Caring is often a lonely and isolating experience, you don’t have time to do much else and you’re exhausted all the time so you naturally withdraw into yourself and tend to isolate as a way to cope. Or maybe that’s just me.
When it comes to family relations, caring can cause a real rift. On the side of the person doing the caring, there is often frustration or resentment at other family members that could help but don’t. On the non-carer side; there is often a lack of appreciation of just how hard the job is and therefore dismissal of how the carer feels. Plus they haven’t had to give up their lives so they have other priorities to focus on. Or maybe that’s just my family.
For fairness, both my (divorced) parents live in France- ze land of ze good social care. So the distance between us and the (comparative) healthcare paradise they live in makes it difficult for them to help or truly appreciate the problem. My mother still works and would help out more if she could. My dad, not so much, he is retired and has the time, money, and ability to help. But he doesn’t. Not even a little bit. Why? Because he doesn’t care. It’s simple really; nothing about his mother’s situation benefits him, he’s not willing to make changes to his life or golf playing schedule , and his daughter does it very well for free. He also doesn’t care that me looking after his mother requires me to sacrifice my life, as long as it is not his, he’s fine with that. I don’t know what that clinical level of selfishness is called but it reaches ‘sociopathic’ levels in my view.
Some situations in life reveal who a person is. They say you only truly know a person when you’ve seen them try to build IKEA furniture, been on the phone to a never-ending helpline; or when their elderly mother needs help and you’re their only child.
In 2020, I became an unpaid carer to my grandmother, found out who my dad is, and lived through a global pandemic. Big year.

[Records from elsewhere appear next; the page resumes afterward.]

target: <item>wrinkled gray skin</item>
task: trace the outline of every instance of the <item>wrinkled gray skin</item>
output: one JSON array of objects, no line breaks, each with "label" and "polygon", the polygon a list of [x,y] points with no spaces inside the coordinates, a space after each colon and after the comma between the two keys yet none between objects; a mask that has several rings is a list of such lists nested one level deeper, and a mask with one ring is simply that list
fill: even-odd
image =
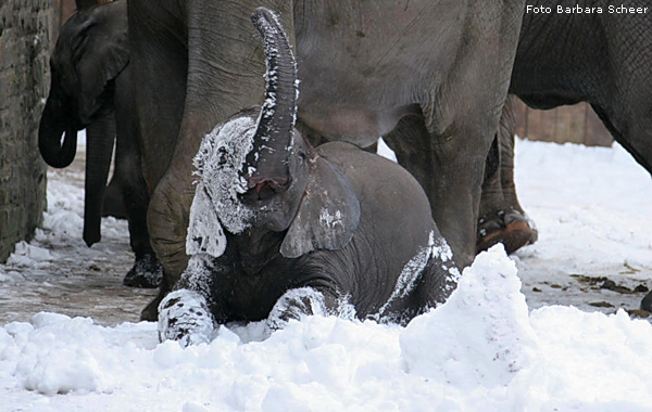
[{"label": "wrinkled gray skin", "polygon": [[506,96],[523,4],[130,0],[145,169],[155,184],[148,223],[165,270],[161,295],[143,319],[156,319],[161,296],[188,261],[190,159],[201,138],[261,103],[264,60],[249,22],[252,10],[275,10],[296,46],[298,129],[312,142],[360,146],[388,134],[400,164],[437,205],[435,221],[457,263],[466,266],[475,255],[485,160]]},{"label": "wrinkled gray skin", "polygon": [[[647,14],[610,14],[619,5]],[[532,7],[602,7],[603,14],[525,13],[510,93],[534,108],[588,102],[614,139],[652,173],[652,4],[642,0],[532,1]],[[506,116],[513,116],[506,113]],[[519,208],[513,185],[514,129],[501,141],[501,188],[507,207]],[[499,190],[494,190],[498,192]],[[652,295],[641,308],[652,310]]]},{"label": "wrinkled gray skin", "polygon": [[156,287],[162,268],[150,245],[146,223],[149,197],[140,166],[128,61],[126,1],[73,15],[62,27],[50,60],[52,81],[40,119],[39,150],[48,165],[66,167],[75,157],[77,131],[87,129],[84,241],[91,246],[101,240],[115,139],[112,184],[124,203],[136,254],[124,283]]},{"label": "wrinkled gray skin", "polygon": [[[418,182],[350,143],[312,149],[292,128],[296,64],[287,37],[266,9],[252,21],[266,43],[265,104],[260,115],[237,115],[201,145],[188,232],[192,256],[161,302],[161,339],[205,343],[216,324],[266,319],[276,329],[314,313],[406,323],[446,300],[459,272]],[[236,128],[244,116],[251,128]],[[248,154],[241,143],[233,150],[216,143],[246,141],[241,134],[249,131]],[[220,185],[237,169],[244,188],[235,202],[241,205],[215,206],[225,197]],[[239,207],[250,214],[234,213]],[[224,229],[215,230],[217,219]]]}]

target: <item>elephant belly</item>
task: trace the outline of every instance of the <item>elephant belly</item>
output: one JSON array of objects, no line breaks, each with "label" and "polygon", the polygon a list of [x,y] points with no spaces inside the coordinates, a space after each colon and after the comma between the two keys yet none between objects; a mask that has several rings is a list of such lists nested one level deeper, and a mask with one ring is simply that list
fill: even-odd
[{"label": "elephant belly", "polygon": [[403,116],[417,111],[414,105],[377,111],[324,107],[323,104],[300,107],[300,121],[318,134],[330,141],[341,140],[361,147],[374,144],[379,137],[389,133]]}]

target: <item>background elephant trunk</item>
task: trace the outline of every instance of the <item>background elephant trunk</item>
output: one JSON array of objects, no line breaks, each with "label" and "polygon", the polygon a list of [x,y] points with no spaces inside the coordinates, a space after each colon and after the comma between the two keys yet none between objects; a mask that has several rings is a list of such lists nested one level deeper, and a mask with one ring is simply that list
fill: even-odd
[{"label": "background elephant trunk", "polygon": [[88,246],[101,239],[100,224],[104,190],[109,178],[115,138],[113,111],[100,116],[86,129],[86,182],[84,198],[84,242]]},{"label": "background elephant trunk", "polygon": [[54,79],[51,90],[38,127],[38,150],[48,165],[63,168],[75,159],[77,129],[67,117],[70,101],[58,91]]},{"label": "background elephant trunk", "polygon": [[278,17],[256,9],[251,17],[265,44],[266,87],[247,164],[255,170],[248,177],[249,188],[260,193],[264,186],[285,190],[290,183],[289,154],[297,116],[297,64],[290,42]]}]

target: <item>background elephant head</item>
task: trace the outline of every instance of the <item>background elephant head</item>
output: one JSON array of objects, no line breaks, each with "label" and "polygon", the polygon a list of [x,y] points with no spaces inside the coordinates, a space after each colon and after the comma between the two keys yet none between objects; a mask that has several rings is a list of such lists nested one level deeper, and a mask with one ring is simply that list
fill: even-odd
[{"label": "background elephant head", "polygon": [[126,13],[126,2],[114,1],[79,11],[62,27],[50,60],[50,94],[39,126],[39,150],[52,167],[73,162],[77,131],[88,129],[84,240],[89,246],[100,240],[115,139],[115,79],[129,62]]}]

The result is that I haven’t spoken to my father in about a year and half, and if truth be told, I hate him. I hate his selfishness, his rejection, his lack of action, I hate that he chooses to ignore the problem and that he consciously puts himself first every single time and in any situation. I hate that he doesn’t even try, and that he hates me back.

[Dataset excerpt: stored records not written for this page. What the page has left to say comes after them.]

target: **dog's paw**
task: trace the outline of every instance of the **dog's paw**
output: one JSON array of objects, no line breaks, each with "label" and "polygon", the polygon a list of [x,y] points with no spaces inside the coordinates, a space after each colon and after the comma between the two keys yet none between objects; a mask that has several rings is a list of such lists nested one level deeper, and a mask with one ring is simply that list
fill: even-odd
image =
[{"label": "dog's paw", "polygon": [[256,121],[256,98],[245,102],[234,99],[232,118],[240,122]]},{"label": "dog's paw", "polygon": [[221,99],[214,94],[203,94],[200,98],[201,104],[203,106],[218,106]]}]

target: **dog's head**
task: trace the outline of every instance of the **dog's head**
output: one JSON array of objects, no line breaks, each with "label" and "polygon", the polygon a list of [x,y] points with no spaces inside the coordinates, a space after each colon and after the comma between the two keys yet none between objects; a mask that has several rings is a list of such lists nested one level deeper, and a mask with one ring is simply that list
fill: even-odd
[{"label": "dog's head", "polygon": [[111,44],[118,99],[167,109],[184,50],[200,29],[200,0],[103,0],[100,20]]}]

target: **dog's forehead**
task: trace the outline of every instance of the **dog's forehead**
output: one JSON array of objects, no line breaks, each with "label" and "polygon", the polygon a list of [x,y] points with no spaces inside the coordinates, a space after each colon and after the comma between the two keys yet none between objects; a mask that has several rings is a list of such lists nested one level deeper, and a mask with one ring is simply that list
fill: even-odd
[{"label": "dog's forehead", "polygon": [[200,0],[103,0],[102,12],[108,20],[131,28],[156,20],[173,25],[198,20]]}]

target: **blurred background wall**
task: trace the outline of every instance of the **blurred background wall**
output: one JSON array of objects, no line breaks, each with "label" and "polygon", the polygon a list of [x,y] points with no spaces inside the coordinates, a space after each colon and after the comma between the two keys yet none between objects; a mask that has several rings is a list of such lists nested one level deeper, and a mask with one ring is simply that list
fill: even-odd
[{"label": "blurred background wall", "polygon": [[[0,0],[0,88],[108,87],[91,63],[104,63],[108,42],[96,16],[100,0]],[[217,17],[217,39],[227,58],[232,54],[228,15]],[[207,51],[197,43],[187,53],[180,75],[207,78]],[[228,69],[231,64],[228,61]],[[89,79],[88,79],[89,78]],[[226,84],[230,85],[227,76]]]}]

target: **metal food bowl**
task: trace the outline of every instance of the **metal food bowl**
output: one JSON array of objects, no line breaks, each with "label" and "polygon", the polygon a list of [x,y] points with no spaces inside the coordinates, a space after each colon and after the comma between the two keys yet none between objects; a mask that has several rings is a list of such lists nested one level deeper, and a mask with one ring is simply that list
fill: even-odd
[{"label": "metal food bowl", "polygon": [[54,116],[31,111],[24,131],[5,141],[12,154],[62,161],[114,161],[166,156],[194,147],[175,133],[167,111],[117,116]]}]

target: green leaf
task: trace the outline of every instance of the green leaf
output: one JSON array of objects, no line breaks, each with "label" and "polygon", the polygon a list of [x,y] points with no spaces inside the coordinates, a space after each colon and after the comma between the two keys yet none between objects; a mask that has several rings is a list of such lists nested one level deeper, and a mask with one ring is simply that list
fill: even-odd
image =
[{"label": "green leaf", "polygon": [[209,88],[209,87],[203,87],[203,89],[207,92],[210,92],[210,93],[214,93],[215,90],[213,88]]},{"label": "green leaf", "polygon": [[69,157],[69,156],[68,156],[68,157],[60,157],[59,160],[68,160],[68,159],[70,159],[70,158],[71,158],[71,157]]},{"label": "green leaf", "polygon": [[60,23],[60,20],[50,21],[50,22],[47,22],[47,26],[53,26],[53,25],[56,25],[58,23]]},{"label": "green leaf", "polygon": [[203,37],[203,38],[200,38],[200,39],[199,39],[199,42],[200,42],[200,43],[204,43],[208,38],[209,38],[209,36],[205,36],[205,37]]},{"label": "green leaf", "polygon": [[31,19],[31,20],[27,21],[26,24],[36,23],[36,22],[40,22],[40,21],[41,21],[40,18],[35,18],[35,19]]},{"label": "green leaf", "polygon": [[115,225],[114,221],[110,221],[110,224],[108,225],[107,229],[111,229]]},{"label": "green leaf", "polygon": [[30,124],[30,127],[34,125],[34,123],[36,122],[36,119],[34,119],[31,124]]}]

The depth of those feelings have surprised me, it is like a volcanic pit waiting to erupt when I think about it. I’m too busy to dwell on it much, and I’m glad I made the to decision accept who he is, however difficult and rage-inducing it may be. I have known since I was 15 that he wasn’t the man I thought he was (this isn’t the first display of his true nature) but it has taken me 20 years to do something about and decide that I will not tolerate his behaviour anymore. I think he’s actually quite pleased that we don’t speak, he doesn’t have to deal with me and my pesky attempts to hold him to account anymore, plus it means he can go on more golf trips. A win for him – and that’s all that matters.
Every family is different, and they each have their own problems. I share this not to air dirty laundry on the internet, but because I think it is yet another aspect of being an unpaid carer that isn’t talked about. It takes shape in different ways, and I’m willing to bet that most unpaid carers face some form of alienation from their families.
I don’t think it has to be this way, having some uncomfortable family discussions when things are going well could help formulate caring plans and hypothetical distribution of roles so families can stay united in difficulty; and one member doesn’t unfairly bear the brunt.